Als een predikant twintig jaar geleden enkele bijzonderheden over bijvoorbeeld Efeze in zijn preek naar voren bracht, zagen de hoorders dat als een uiting van belezenheid en studiezin. Nu wordt er gedacht: „De dominee heeft op internet rondgekeken.” Niet dat men dat verkeerd vindt, maar er is een andere waardering dan vroeger voor die informatie. Iedereen kan namelijk moeiteloos kennisnemen van die bijzonderheden. Natuurlijk realiseren we ons allen dat een preek meer is dan wat informatie doorgeven.
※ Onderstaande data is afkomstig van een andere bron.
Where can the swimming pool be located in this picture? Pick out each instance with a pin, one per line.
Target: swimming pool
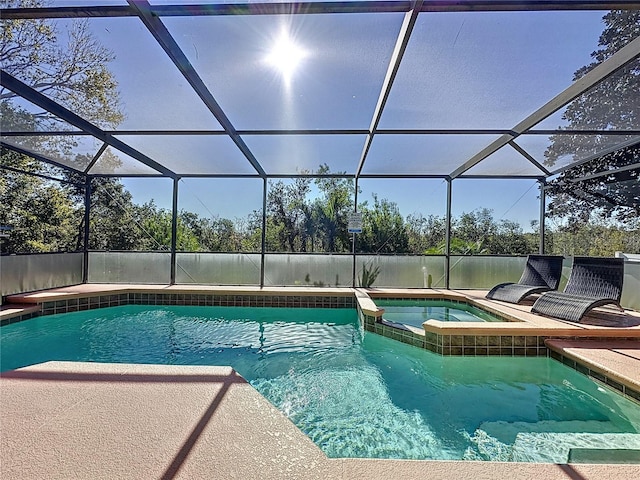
(415, 312)
(354, 393)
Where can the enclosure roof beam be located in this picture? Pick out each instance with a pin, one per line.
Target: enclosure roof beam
(306, 8)
(622, 57)
(40, 175)
(177, 56)
(526, 155)
(39, 157)
(635, 166)
(404, 35)
(615, 148)
(37, 98)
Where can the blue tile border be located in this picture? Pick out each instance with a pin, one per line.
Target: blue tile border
(195, 299)
(626, 391)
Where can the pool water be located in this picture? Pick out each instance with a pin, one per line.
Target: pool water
(354, 393)
(417, 311)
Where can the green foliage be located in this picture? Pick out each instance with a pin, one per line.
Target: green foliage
(44, 218)
(383, 228)
(369, 275)
(66, 64)
(612, 104)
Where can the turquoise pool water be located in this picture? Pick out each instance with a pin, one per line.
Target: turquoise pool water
(417, 311)
(354, 393)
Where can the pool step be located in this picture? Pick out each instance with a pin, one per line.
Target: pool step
(555, 447)
(507, 432)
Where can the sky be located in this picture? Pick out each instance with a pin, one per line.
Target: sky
(461, 70)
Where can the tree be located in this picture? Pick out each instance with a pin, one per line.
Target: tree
(69, 66)
(288, 211)
(425, 233)
(43, 218)
(383, 228)
(331, 211)
(612, 104)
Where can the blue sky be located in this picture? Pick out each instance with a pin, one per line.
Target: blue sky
(460, 70)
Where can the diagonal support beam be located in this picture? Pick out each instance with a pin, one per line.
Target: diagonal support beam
(39, 157)
(404, 35)
(37, 98)
(171, 48)
(622, 57)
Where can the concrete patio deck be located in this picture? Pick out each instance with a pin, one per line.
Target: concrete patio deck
(89, 420)
(63, 420)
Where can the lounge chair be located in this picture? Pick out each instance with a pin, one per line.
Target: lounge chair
(541, 274)
(593, 282)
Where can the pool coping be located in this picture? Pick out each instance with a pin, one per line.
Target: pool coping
(158, 421)
(599, 367)
(525, 334)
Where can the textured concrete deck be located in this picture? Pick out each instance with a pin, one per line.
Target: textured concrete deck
(86, 420)
(63, 420)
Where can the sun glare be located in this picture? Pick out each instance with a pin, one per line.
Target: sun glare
(285, 56)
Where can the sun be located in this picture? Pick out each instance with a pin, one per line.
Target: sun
(285, 56)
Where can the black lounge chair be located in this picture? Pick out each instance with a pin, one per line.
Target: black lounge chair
(593, 282)
(541, 274)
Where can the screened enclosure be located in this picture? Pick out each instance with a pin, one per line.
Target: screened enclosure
(247, 110)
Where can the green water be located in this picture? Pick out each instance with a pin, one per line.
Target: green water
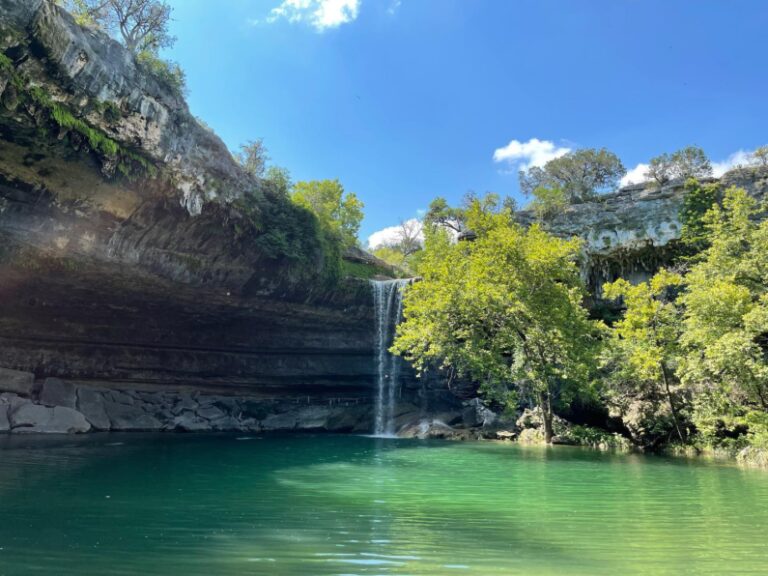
(224, 505)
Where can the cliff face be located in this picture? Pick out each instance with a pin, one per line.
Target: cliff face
(635, 231)
(125, 256)
(169, 289)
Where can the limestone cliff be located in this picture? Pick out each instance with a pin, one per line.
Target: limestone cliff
(633, 232)
(128, 255)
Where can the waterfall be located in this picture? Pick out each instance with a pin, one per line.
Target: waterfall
(388, 308)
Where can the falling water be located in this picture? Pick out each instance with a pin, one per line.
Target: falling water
(388, 308)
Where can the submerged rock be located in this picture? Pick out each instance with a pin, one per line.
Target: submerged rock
(33, 418)
(130, 417)
(91, 404)
(56, 392)
(5, 423)
(18, 382)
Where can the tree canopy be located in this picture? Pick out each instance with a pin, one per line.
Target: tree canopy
(580, 175)
(504, 310)
(338, 211)
(688, 162)
(142, 25)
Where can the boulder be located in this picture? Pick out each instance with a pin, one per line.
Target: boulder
(122, 397)
(284, 421)
(33, 418)
(56, 392)
(350, 419)
(226, 423)
(22, 383)
(91, 403)
(129, 417)
(185, 403)
(211, 412)
(189, 422)
(313, 418)
(476, 413)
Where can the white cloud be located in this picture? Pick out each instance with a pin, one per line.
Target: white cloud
(524, 155)
(391, 235)
(739, 158)
(635, 176)
(320, 14)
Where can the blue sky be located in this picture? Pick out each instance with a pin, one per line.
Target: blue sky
(404, 101)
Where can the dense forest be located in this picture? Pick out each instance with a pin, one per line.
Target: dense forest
(681, 359)
(678, 360)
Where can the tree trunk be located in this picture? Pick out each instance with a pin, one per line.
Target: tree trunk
(546, 414)
(672, 407)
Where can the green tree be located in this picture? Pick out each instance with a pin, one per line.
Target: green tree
(142, 25)
(440, 214)
(759, 157)
(390, 255)
(278, 180)
(643, 349)
(548, 202)
(253, 157)
(580, 175)
(697, 202)
(339, 212)
(688, 162)
(504, 310)
(726, 311)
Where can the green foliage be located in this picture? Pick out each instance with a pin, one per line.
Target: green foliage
(504, 310)
(284, 231)
(594, 437)
(110, 111)
(362, 270)
(759, 156)
(168, 74)
(643, 349)
(580, 174)
(141, 25)
(390, 255)
(548, 202)
(340, 213)
(128, 162)
(278, 180)
(253, 157)
(726, 309)
(688, 162)
(6, 64)
(697, 202)
(441, 215)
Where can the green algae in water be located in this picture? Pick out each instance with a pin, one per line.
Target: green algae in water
(226, 505)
Door die grote toegankelijkheid van informatie wordt ieder die zich bezighoudt met onderwijs en vorming gedwongen om de informatie een zinvolle plaats te geven. Betekenisvol onderwijs of een betekenisvolle voordracht biedt meerwaarde en geeft een andersoortig gezag dan alleen respect voor kennis. De vraag wat ik ermee kan, weegt zwaar.
Generatie Einstein
J. Boschma en I. Groen schrijven daar in hun boek ”Generatie Einstein” het volgende over: „Er groeit een generatie op die eraan gewend is dat er geen kennismonopolie meer is en dat alles op straat ligt. Het internet als vergaarbak van informatie speelt daarin een essentiële rol. Ze leren jong en kritisch kijken naar wie wat zegt en koppelen niet automatisch autoriteit aan een naam of rol.” Dit kernachtige citaat laat zien dat informatisering invloed heeft op de beleving van autoriteit.
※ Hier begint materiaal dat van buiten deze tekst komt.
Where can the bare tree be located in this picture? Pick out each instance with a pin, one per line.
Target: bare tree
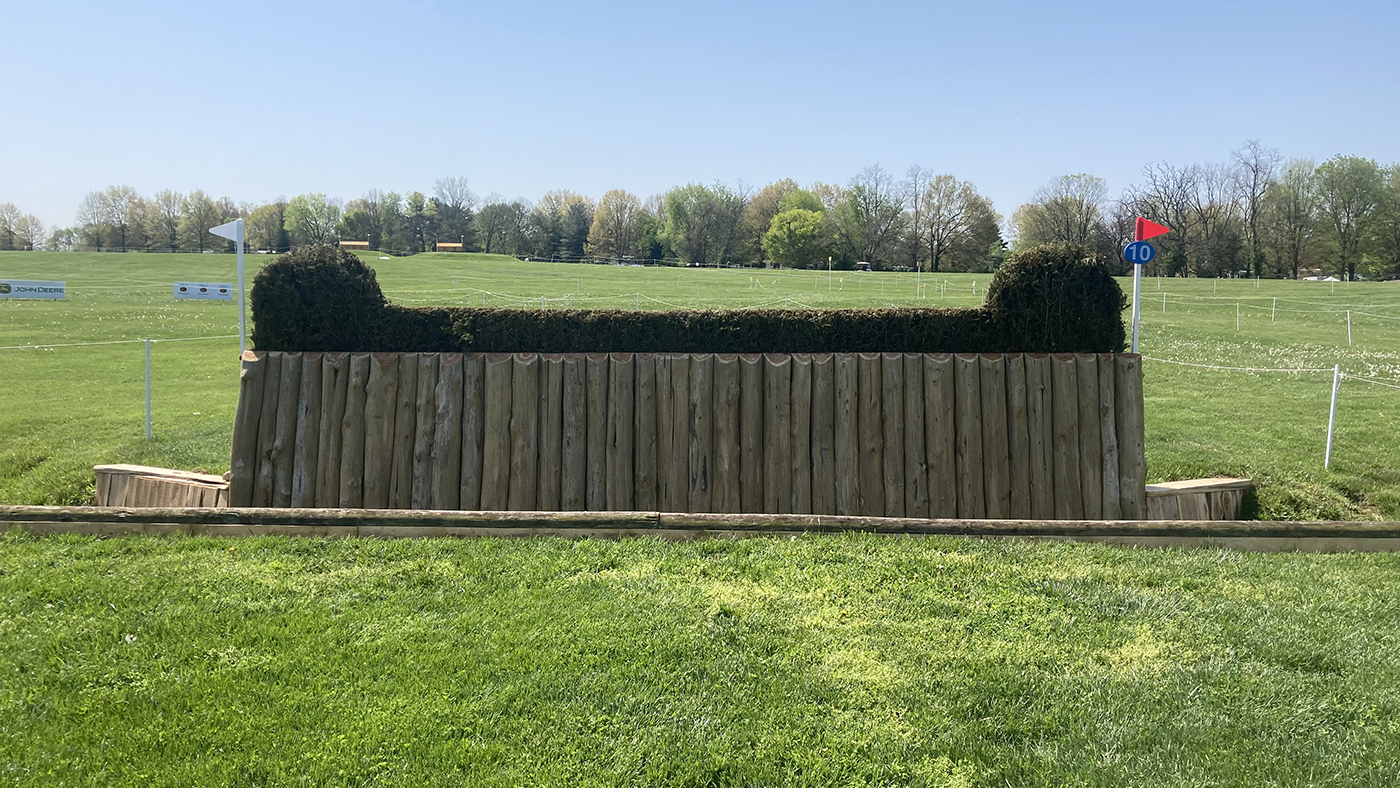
(1256, 170)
Digitale communicatie levert eveneens een bijdrage aan de informalisering. Neem bijvoorbeeld Hyves. Op dit digitale platform profileren honderdduizenden mensen zich. Allen zijn bezig met ”selfpublishing”. Men presenteert zich met voor- en achternaam, gezinssamenstelling, hobby’s enzovoort. Daarbij komt de vraag op of het verantwoord is als docenten en andere opvoeders zich op Hyves presenteren.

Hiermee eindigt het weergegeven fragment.